Day 1 -- 3rd JAN 2020 : I am starting my journey with Github, and learning and mastering Data Science, This repo is more of a way to remind myself to continuously keep improving myself and track my learning progress. I hope if this small repo can help the budding Data Science enthusiasts in the future and I could be of any little help to them.

Thanks to Krish Naik's Complete Machine Learning playlist on youtube 'https://www.youtube.com/playlist?list=PLZoTAELRMXVPBTrWtJkn3wWQxZkmTXGwe'. It's been a few months since I have started to learn on my own with SQL, Excel and Python.

Starting with Python for Data Science, today I had finished all the Python basics. It's kind of like a revision.

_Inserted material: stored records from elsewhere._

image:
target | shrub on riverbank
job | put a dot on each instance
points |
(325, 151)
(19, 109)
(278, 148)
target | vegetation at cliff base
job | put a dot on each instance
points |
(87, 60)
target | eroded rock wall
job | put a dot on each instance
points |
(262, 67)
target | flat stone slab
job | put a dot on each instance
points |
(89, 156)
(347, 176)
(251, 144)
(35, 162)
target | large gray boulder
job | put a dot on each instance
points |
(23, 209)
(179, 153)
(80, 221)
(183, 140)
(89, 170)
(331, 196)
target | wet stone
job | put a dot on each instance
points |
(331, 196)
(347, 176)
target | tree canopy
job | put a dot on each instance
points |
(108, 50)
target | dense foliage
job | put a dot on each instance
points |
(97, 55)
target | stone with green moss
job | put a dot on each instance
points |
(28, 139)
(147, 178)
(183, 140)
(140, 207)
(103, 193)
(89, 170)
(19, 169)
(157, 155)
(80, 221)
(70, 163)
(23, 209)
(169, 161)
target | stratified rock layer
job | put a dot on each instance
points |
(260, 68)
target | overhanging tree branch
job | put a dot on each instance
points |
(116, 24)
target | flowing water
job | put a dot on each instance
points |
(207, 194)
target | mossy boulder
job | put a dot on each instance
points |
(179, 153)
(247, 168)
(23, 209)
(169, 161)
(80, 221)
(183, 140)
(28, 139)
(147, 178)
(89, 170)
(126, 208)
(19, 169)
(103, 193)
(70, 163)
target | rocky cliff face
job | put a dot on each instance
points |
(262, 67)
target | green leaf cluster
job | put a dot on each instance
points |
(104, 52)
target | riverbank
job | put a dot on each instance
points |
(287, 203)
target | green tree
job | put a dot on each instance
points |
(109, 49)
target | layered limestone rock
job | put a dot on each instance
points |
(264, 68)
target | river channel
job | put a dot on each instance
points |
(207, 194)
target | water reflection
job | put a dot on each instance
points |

Day 2 -- 4th JAN 2020 : Continued the commitment, progressed on to learn Python. Got an overview of Python's Data Structure - List, Dictionaries, Sets, and Tuples, following the video series of Krish Naik's mentioned above. The aim is to master the basics and get it started with the work. It was relatively easier to quickly grab the concepts, prior knowledge of programming helped. Python is easy to learn, and its huge Library adds to its effectiveness contributing towards learning Data Science.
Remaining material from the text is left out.